Target driven visual navigation for a mobile robot using deep reinforcement learning

Abstract

Target-driven visual navigation remains a critical challenge for autonomous mobile robots (AMRs) operating in dynamic, unstructured environments. Traditional approaches relying on pre-built maps or GPS-based localization often fail in GPS-denied indoor spaces or scenarios requiring adaptation to unseen layouts. This dissertation presents a novel deep reinforcement learning (DRL) framework that enables AMRs to navigate toward alphanumeric targets using egocentric visual inputs, eliminating dependency on prior environmental knowledge.

The proposed framework integrates three key innovations: (1) zero-shot object detection for robust localization of numeric targets without class-specific training, (2) Transformer-based Optical Character Recognition (TrOCR) for discriminative feature extraction, and (3) Principal Component Analysis (PCA) to enhance numeric differentiation by reducing redundant visual information. Leveraging procedural environment generation via ProcTHOR, we create diverse corridor configurations with varying lighting, textures, and obstacle layouts to ensure generalization.
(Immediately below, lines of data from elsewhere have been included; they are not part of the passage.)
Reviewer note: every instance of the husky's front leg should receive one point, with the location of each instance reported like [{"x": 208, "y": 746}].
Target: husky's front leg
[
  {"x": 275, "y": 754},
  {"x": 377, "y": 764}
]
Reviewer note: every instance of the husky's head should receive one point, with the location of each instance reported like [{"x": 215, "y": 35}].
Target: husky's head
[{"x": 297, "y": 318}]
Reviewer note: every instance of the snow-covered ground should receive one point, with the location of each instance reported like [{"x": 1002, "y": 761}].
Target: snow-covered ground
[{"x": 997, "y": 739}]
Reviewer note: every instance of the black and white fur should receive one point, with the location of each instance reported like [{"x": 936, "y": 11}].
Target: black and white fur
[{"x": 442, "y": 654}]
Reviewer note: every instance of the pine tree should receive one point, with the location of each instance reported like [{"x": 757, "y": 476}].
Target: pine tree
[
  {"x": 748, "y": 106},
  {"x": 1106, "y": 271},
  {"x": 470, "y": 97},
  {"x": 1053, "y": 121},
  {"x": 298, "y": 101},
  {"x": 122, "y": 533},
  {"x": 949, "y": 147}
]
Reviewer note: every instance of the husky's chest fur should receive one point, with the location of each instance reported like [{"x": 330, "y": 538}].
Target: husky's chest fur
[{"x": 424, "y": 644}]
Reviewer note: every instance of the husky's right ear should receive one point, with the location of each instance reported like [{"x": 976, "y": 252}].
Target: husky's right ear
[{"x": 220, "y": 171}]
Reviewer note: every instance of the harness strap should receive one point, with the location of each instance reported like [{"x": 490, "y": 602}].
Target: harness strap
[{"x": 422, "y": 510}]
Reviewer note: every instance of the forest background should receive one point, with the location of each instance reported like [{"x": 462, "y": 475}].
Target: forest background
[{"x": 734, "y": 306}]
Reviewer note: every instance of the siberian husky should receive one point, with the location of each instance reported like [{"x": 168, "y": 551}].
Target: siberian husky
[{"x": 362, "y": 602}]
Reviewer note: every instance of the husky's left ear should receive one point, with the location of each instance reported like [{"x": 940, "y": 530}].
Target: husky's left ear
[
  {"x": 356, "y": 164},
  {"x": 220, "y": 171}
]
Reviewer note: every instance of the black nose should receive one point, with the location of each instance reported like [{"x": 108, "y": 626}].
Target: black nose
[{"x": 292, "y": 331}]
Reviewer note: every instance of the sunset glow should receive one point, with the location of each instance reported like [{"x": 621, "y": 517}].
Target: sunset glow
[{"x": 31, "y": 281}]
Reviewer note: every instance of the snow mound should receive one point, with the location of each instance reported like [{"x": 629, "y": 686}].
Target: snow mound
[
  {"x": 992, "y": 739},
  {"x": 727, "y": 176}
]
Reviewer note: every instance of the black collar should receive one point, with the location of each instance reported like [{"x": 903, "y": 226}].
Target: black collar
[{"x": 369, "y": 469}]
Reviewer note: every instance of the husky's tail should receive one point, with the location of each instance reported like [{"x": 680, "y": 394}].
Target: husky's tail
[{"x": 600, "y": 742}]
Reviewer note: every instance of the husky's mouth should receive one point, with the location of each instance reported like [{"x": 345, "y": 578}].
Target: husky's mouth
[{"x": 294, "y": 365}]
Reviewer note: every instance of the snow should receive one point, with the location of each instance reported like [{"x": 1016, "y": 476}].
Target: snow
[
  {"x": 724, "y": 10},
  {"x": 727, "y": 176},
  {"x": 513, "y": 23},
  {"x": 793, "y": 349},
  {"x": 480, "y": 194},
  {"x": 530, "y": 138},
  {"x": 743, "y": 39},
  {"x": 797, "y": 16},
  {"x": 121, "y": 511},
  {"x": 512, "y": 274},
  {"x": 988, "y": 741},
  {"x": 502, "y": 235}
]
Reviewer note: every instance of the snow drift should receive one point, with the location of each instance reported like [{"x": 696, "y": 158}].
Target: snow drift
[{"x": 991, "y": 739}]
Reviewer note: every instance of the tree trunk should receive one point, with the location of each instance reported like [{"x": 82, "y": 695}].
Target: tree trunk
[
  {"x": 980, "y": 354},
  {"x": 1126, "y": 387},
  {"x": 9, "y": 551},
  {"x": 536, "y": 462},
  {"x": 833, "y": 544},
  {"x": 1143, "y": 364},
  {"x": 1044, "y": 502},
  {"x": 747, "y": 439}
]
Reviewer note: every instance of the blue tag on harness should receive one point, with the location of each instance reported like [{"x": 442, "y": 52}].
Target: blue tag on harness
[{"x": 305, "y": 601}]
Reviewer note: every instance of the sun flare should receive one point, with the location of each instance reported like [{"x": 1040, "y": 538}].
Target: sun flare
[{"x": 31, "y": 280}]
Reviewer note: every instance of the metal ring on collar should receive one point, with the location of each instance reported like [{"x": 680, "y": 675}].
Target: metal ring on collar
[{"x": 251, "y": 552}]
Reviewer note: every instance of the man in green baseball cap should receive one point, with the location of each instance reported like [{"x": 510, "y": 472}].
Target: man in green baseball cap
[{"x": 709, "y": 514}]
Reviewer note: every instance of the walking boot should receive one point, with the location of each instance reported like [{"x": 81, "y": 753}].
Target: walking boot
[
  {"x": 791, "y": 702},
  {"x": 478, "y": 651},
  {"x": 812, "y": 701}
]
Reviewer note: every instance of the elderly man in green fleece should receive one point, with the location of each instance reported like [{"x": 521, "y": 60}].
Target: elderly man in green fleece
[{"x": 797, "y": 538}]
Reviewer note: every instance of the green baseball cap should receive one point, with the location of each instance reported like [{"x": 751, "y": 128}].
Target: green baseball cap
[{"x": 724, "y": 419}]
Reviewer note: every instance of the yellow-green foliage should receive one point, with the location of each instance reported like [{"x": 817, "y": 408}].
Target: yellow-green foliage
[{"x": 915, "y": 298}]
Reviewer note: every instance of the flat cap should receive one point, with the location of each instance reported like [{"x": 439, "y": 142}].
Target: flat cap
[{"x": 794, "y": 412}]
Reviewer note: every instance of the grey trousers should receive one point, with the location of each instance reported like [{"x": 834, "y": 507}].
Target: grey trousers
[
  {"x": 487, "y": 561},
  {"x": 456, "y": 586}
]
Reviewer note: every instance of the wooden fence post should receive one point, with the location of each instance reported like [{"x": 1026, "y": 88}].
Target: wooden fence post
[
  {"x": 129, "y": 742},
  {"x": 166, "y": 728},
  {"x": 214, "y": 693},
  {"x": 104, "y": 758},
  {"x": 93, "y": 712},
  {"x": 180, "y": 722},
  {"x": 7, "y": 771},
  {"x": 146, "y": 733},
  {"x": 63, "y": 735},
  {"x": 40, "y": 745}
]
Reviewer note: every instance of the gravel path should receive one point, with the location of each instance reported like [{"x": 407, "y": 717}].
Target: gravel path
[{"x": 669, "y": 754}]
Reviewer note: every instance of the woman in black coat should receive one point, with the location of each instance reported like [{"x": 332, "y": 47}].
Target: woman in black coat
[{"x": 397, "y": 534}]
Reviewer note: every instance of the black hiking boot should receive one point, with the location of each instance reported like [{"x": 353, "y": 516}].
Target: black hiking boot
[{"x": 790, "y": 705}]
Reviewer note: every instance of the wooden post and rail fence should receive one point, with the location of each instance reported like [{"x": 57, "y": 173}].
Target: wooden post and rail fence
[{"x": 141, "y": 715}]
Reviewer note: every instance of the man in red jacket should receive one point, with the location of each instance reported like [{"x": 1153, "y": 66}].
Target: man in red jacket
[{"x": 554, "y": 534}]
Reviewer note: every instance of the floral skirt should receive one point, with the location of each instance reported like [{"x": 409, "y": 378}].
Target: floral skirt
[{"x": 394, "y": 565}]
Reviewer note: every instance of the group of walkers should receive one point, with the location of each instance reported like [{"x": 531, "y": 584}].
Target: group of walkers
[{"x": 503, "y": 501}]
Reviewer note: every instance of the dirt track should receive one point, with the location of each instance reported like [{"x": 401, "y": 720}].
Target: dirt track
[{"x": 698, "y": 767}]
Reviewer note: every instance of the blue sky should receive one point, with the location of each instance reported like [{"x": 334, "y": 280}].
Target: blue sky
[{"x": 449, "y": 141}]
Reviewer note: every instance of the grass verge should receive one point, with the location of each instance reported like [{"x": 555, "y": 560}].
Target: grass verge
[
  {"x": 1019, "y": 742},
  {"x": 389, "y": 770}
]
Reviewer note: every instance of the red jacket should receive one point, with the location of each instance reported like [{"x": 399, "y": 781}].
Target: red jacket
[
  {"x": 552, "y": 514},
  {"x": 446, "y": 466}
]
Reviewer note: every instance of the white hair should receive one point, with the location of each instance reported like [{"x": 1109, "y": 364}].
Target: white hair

The navigation policy is optimized through Proximal Policy Optimization (PPO), combining sparse rewards for target proximity with penalties for inefficient movements.

Experimental evaluations demonstrate that the proposed model achieves a 70% success rate in target navigation tasks, marking a significant breakthrough compared to baseline models that lack alphanumeric image recognition capabilities. This performance gap highlights the critical role of integrating visual-textual understanding for navigating alphanumeric targets.